Od Autorki

Teksty oraz zdjęcia zamieszczone na tym blogu są mojego autorstwa (jeśli jest inaczej, podaję źródło), stanowią więc moją własność.
Nie wyrażam zgody na ich kopiowanie, cytowanie i rozpowszechnianie w jakiejkolwiek formie bez mojej wiedzy oraz bez podania adresu tego blogu.
(Ustawa o prawach autorskich - Dz.U. z dnia 4 lutego 1994 r., nr 24, poz. 83)

wtorek, 14 sierpnia 2012

583. Tam, gdzie wrony zawracają


Mam zły wpływ na Męża, który w myśl powiedzenia "kto z kim przestaje, takim się staje" zmienia się w poukładanego, zaplanowanego i zorganizowanego faceta.

Wczoraj przesłał mi mailem zdjęcia miejsca, w którym zarezerwowaliśmy noclegi. Nie ukrywam, że sugerowaliśmy się głównie ceną i wybraliśmy najtańsze z możliwych, ale pokój z łazienką ma być. W sumie w ciemno, lecz intuicyjnie. Krajobraz normalnie jak na wsi - dom przy domu, chodnik tylko po jednej stronie ulicy, ale przystanek autobusowy blisko bardzo. Kawałek dalej jest koniec świata i "wrony stamtąd zawracają", że tak sobie zacytuję Dyrektora Wykonawczego.

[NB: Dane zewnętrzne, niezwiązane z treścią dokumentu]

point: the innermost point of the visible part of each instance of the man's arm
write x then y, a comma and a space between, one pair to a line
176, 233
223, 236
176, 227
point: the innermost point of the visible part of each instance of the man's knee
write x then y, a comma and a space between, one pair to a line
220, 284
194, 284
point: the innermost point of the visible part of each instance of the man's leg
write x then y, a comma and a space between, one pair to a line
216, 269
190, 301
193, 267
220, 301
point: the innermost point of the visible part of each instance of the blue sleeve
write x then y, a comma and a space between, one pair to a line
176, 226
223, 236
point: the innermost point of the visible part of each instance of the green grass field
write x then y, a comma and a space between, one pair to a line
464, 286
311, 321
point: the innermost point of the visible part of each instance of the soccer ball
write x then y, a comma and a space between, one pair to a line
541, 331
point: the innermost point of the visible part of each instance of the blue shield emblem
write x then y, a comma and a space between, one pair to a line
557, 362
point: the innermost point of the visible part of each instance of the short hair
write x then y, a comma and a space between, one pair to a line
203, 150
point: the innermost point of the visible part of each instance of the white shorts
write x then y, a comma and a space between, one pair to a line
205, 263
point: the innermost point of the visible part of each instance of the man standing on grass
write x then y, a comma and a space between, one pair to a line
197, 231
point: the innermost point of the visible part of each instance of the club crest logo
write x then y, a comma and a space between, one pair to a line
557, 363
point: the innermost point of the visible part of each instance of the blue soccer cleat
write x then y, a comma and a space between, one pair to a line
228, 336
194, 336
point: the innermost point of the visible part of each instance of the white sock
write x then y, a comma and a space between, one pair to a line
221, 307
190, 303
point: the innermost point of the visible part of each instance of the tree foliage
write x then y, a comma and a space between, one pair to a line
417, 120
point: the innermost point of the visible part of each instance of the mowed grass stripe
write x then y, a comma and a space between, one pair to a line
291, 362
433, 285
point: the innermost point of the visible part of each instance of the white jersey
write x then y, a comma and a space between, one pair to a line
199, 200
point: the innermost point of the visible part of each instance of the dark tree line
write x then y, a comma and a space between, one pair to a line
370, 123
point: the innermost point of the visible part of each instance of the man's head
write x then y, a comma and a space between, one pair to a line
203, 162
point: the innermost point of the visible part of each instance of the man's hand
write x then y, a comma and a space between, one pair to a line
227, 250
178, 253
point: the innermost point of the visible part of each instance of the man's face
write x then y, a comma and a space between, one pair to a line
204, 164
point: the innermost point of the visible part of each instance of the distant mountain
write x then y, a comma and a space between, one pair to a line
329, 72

Dopadła nas kosmiczna i klasyczna głupawka przedwyjazdowa. Gdzieś tam w pobliżu jest ponoć stadnina koni, a że do najbliższego sklepu, w którym będzie można kupić jakiś chleb i coś do niego, jest ze dwa kilometry w jedną stronę, Mąż żartował, że będzie wierzchem jeździł. Planem B jest pożyczenie roweru albo chociażby hulajnogi od właścicielki naszego pokoju. Do morza będziemy mieć z półtora kilometra przez las i tyle samo z powrotem.

Wychodzi na to, że jedzenie wozić będziemy z Gdańska, a tamtejszy ZTM nieźle na nas zarobi, bo przynajmniej ponad godzinę dziennie spędzimy w autobusie, co mnie wcale nie martwi, bo lubię trójmiejskie środki transportu publicznego - szczególnie nowoczesne tramwaje, którymi też mam zamiar sobie pojeździć w ramach 24 godzinnego biletu.

Z długopisem w ręku rozplanowaliśmy każdy dzień i jesteśmy z siebie zadowoleni. Najbardziej zależy nam na wolności, prywatności i spokoju. Sami sobie mamy być sterem, żeglarzem i okrętem - w końcu nad morzem będziemy, więc to zrozumiałe. Robimy jedynie to, co chcemy i na co mamy ochotę, bez naginania się do kogokolwiek.

Tak sobie popatrzyłam na tę naszą listę i mam ochotę podrzeć ją w drobny mak. I tu wracamy do punktu wyjścia, czyli do Męża i mojego złego wpływu na jego osobę. Spojrzał na mnie dziwnie, zupełnie jakby ducha zobaczył. Bo i ja się zmieniam w tym małżeństwie - w wyluzowaną i roztargnioną bałaganiarę, ot co.